Patients who undergo ACL reconstruction with hybrid hamstring grafts and hamstring autografts report similar patient-reported outcome scores at 2 years postoperative. Further work is required to investigate potential increased risk of revision ACL reconstruction.

Acknowledgment

The authors thank the following Multicenter Orthopaedic Outcomes Network (MOON) members, without whom the data utilized in this study would not exist: Kurt P. Spindler, MD, Jack T. Andrish, MC, Richard D. Parker, MD, and Morgan H. Jones, MD, MPH (Cleveland Clinic Foundation); Warren R. Dunn, MD, MPH (University of Wisconsin); Charles L. Cox, MD, MPH, and Laura J. Huston, MS (Vanderbilt University School of Medicine); Rick W. Wright, MD, Matthew J. Matava, MD, and Robert H. Brophy, MD (Washington University School of Medicine at Barnes-Jewish Hospital); Eric C. McCarty, MD, Armando Vidal, MD, and Michelle Wolcott, MD (University of Colorado School of Medicine); Robert G. Marx, MD, MSc (Hospital for Special Surgery); Annunziato Amendola, MD, (Duke University); and Brian R. Wolf, MD, MS (University of Iowa).

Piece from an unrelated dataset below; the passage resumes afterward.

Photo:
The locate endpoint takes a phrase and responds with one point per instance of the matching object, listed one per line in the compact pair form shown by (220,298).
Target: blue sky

The authors also thank the following research coordinators, analysts, and support staff from the MOON sites, whose efforts make this consortium possible: Lynn Borzi, Julia Brasfield, Maxine Cox, Michelle Hines, Pam Koeth, and Leah Schmitz (Cleveland Clinic Foundation); Kari Stammen (Ohio State University); Carla Britton and Catherine Fruehling-Wall (University of Iowa); Christine Bennett and Paula Langner (University of Colorado); Linda Burnworth, Robyn Gornati, and Amanda Haas (Washington University in St Louis); Brian Boyle, Patrick Grimm, Kaitlynn Lillemoe, and Lana Verkuil (Hospital for Special Surgery); and Emily Reinke, John Shaw, Suzet Galindo-Martinez, Zhouwen Liu, Thomas Dupont, Erica Scaramuzza, and Lynn Cain (Vanderbilt University).

Footnotes

One or more of the authors has declared the following potential conflict of interest or source of funding: This project was partially funded by grant numbers K23 AR063767, 5R01 AR053684, and 5K23 AR052392 from the National Institutes of Health/National Institute of Arthritis and Musculoskeletal and Skin Diseases and research support from the Orthopaedic Research and Education Foundation. The project was also supported by the Vanderbilt Sports Medicine Research Fund. Vanderbilt Sports Medicine received unrestricted educational gifts from Smith & Nephew Endoscopy and DonJoy Orthopaedics.